Google Ad

HABTM Search By Multiple Tags in CakePHP

Date: Sun, Jul 11th 2010, 15:53 Author: nick Views: 17328 Comments share

The Problem

A client came to me with an interesting request. They wanted the ability to search a songs database based on tags that defined that song. A similar problem would be faced with a real estate portal trying to search properties that have specific amenities, or posts with certain tags, etc.. etc...

The concept is fairly simple, but one that can be a bit tricky to do with a HABTM relationship in CakePHP. This isn't just a tricky problem in CakePHP, its a tricky problem on a database level.

Now searching for all songs based on a single tag is easy enough -- set the join, set the condition, everyone eat cake. However, searching based on multiple tags is a little more involved.

The setup and scope

Consider the following song list and their related tags (ie ... SongName (Tag1,Tag2,Tag3....)):
  • Song1 (Drum Intro, Guitar Solo, No Vocal)
  • Song2 (Drum Intro)
  • Song3 (Guitar Solo, No Vocal)
  • Song4 (Drum Intro, No Vocal)

Now, I want an easy way to get all songs based on an array of tags (ie ... Search(Tag1,Tag2....) = Result Set):
  • Search(Drum Intro, No Vocal) = Song1 and Song4
  • Search(Guitar Solo) = Song1, Song3
  • Search(Drum Intro, Guitar Solo) = no results
  • Search(Drum Intro, Guitar Solo, No Vocal) = Song1

Google is our friend

While approaching this problem I stumbled across a great post by teknoid and although it was close to what I wanted, it had a very large limitation -- Teknoid's solution would only return a result set of songs if the tags are an exact match -- no more, no less. I needed something more flexible.

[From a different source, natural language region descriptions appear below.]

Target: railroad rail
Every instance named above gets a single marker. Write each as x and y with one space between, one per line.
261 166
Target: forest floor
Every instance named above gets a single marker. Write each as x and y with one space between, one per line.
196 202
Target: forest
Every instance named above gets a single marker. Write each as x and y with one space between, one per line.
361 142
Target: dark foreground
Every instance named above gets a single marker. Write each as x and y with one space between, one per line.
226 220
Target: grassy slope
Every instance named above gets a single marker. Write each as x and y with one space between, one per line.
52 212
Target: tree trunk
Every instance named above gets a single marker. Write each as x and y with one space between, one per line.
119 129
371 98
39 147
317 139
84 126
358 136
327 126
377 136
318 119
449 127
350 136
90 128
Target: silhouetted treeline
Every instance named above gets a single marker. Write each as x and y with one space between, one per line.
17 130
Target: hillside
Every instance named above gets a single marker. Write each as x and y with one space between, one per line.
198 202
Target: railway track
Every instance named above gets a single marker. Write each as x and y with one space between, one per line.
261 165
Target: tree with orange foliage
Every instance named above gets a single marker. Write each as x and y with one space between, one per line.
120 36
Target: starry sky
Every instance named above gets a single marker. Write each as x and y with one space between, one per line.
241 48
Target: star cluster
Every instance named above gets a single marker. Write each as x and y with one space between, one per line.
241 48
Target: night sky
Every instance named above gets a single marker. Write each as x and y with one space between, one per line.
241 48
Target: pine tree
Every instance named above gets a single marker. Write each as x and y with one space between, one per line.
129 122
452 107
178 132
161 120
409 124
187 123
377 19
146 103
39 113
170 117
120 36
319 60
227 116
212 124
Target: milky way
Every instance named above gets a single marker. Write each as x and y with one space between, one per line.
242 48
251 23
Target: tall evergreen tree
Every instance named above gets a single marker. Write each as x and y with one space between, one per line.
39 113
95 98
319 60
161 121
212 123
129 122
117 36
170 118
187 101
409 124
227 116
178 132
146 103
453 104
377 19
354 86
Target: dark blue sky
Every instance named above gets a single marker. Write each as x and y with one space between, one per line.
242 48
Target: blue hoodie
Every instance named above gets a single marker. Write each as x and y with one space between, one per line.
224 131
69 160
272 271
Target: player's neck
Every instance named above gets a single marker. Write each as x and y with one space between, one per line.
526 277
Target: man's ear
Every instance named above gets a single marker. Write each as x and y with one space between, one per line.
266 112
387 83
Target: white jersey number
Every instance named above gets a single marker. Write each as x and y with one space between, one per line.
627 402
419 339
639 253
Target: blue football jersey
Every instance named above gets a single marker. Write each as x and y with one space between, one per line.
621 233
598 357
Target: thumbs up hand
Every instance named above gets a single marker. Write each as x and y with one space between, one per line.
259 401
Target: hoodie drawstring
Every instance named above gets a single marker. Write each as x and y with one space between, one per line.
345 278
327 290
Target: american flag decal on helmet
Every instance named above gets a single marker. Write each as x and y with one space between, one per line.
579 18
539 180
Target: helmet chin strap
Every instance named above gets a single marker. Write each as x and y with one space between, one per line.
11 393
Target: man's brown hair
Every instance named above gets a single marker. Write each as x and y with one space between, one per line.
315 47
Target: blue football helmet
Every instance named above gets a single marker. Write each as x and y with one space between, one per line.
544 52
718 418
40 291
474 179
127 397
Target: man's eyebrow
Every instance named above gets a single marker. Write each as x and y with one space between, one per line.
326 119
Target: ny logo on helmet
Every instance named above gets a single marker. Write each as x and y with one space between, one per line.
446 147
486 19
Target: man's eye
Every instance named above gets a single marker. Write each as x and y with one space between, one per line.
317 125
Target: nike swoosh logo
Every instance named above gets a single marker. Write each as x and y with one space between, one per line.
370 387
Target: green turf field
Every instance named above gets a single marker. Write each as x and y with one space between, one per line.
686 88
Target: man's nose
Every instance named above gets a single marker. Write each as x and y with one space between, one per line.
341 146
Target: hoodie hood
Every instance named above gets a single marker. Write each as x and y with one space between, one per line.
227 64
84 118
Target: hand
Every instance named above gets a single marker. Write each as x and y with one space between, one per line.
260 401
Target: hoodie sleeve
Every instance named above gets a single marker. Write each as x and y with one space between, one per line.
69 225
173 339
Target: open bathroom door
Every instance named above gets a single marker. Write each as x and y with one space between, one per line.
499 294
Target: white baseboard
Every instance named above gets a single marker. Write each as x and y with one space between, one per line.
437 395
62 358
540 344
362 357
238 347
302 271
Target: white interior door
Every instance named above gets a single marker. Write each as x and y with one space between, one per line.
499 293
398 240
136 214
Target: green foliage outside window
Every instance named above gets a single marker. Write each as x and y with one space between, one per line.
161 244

I needed a way to search for a set of songs that had at least the specific set of tags, but could possibly have more.

The Solution

So, with the help of the CakePHP's custom find methods I hit was off to work!

  1. //Song Model
  2. var $hasAndBelongsToMany = array('Tag');
  4. var $_findMethods = array('similar' => true);
  6. function _findSimilar($state, $query, $results = array()){
  7.   if($state == 'before' && isset($query['tags'])){
  8.     $query['joins'] = array(
  9.       array(
  10.         'table' => 'songs_tags',
  11.         'alias' => 'SongsTag',
  12.         'type' => 'inner',
  13.         'conditions' => array('SongsTag.song_id =')
  14.       ),
  15.       array(
  16.         'table' => 'tags',
  17.         'alias' => 'Tag',
  18.         'type' => 'inner',
  19.         'conditions' => array(
  20.           ' = SongsTag.tag_id'
  21.         )
  22.       )
  23.     );
  24.     if(!is_array($query['tags'])){
  25.       $query['tags'] = array($query['tags']); //make it an array.
  26.     }
  28.     $query['conditions'][''] = $query['tags'];
  30.     //set limit
  31.     $query['limit'] = isset($query['limit']) ? $query['limit'] : 5;
  33.     return $query;
  34.   }
  35.   elseif($state == 'after' && isset($query['tags'])){
  36.     $retval = array();
  37.     foreach($results as $key => $result){
  38.       $tags = Set::extract('/Tag/name', $result);
  39.       if(count($query['tags']) == count(array_intersect($tags, $query['tags']))){
  40.         $retval[] = $results[$key];
  41.       }
  42.     }
  43.     $results = $retval;
  44.   }
  45.   return $results;
  46. }

Breakdown ... prepare query

We're actually doing a few things here. There are two states to a custom find -- before and after. Lets break it down to bite size pieces.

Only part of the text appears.